Literature DB >> 24320490

Modeling the dosimetry of organ-at-risk in head and neck IMRT planning: an intertechnique and interinstitutional study.

Jun Lian1, Lulin Yuan, Yaorong Ge, Bhishamjit S Chera, David P Yoo, Sha Chang, FangFang Yin, Q Jackie Wu.   

Abstract

PURPOSE: To build a statistical model to quantitatively correlate the anatomic features of structures and the corresponding dose-volume histogram (DVH) of head and neck (HN) Tomotherapy (Tomo) plans. To study if the model built upon one intensity modulated radiation therapy (IMRT) technique (such as conventional Linac) can be used to predict anticipated organs-at-risk (OAR) DVH of patients treated with a different IMRT technique (such as Tomo). To study if the model built upon the clinical experience of one institution can be used to aid IMRT planning for another institution.
METHODS: Forty-four Tomotherapy intensity modulate radiotherapy plans of HN cases (Tomo-IMRT) from Institution A were included in the study. A different patient group of 53 HN fixed gantry IMRT (FG-IMRT) plans was selected from Institution B. The analyzed OARs included the parotid, larynx, spinal cord, brainstem, and submandibular gland. Two major groups of anatomical features were considered: the volumetric information and the spatial information. The volume information includes the volume of target, OAR, and overlapped volume between target and OAR. The spatial information of OARs relative to PTVs was represented by the distance-to-target histogram (DTH). Important anatomical and dosimetric features were extracted from DTH and DVH by principal component analysis.

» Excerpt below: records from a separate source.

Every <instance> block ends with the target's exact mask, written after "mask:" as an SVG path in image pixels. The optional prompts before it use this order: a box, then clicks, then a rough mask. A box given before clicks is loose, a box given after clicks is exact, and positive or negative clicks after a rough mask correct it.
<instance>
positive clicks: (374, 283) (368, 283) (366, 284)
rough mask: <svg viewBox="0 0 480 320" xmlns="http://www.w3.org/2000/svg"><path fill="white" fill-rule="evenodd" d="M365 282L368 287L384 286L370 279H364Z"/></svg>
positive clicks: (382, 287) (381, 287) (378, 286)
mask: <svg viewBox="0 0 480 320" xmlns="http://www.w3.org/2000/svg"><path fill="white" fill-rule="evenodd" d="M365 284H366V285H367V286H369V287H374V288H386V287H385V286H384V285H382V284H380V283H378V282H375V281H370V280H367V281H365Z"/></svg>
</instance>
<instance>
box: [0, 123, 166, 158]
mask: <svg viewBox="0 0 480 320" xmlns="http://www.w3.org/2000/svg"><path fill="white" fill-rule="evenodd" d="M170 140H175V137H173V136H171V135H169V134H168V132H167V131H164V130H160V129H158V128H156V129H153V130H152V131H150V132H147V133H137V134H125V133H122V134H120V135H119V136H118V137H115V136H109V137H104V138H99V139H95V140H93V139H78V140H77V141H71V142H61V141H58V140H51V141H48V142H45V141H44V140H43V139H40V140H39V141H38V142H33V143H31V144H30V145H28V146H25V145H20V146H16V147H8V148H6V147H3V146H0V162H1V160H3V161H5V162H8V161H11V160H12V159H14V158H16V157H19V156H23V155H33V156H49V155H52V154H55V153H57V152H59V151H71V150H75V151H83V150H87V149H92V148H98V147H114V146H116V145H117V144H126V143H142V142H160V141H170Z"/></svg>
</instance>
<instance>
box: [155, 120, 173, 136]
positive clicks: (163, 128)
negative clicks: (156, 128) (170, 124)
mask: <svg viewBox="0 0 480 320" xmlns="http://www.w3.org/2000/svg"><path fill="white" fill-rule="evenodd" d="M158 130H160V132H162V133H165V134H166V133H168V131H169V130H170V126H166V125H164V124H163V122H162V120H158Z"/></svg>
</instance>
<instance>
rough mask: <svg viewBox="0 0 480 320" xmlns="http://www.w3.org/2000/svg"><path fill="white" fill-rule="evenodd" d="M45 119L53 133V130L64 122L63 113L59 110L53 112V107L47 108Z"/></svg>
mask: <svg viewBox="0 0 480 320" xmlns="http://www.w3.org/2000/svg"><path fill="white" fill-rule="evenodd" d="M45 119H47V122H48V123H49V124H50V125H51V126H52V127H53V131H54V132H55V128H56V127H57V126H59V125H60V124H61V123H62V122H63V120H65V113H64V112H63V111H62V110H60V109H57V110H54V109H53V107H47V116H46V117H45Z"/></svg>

Two regression models, one for Tomotherapy plan and one for IMRT plan, were built independently. The accuracy of intratreatment-modality model prediction was validated by a leave one out cross-validation method. The intertechnique and interinstitution validations were performed by using the FG-IMRT model to predict the OAR dosimetry of Tomo-IMRT plans. The dosimetry of OARs, under the same and different institutional preferences, was analyzed to examine the correlation between the model prediction and planning protocol.
RESULTS: Significant patient anatomical factors contributing to OAR dose sparing in HN Tomotherapy plans have been analyzed and identified. For all the OARs, the discrepancies of dose indices between the model predicted values and the actual plan values were within 2.1%. Similar results were obtained from the modeling of FG-IMRT plans. The parotid gland was spared in a comparable fashion during the treatment planning of two institutions. The model based on FG-IMRT plans was found to predict the median dose of the parotid of Tomotherapy plans quite well, with a mean error of 2.6%. Predictions from the FG-IMRT model suggested the median dose of the larynx, median dose of the brainstem and D2 of the brainstem could be reduced by 10.5%, 12.8%, and 20.4%, respectively, in the Tomo-IMRT plans. This was found to be correlated to the institutional differences in OAR constraint settings. Re-planning of six Tomotherapy patients confirmed the potential of optimization improvement predicted by the FG-IMRT model was correct.
CONCLUSIONS: The authors established a mathematical model to correlate the anatomical features and dosimetric indexes of OARs of HN patients in Tomotherapy plans. The model can be used for the setup of patient-specific OAR dose sparing goals and quality control of planning results.The institutional clinical experience was incorporated into the model which allows the model from one institution to generate a reference plan for another institution, or another IMRT technique.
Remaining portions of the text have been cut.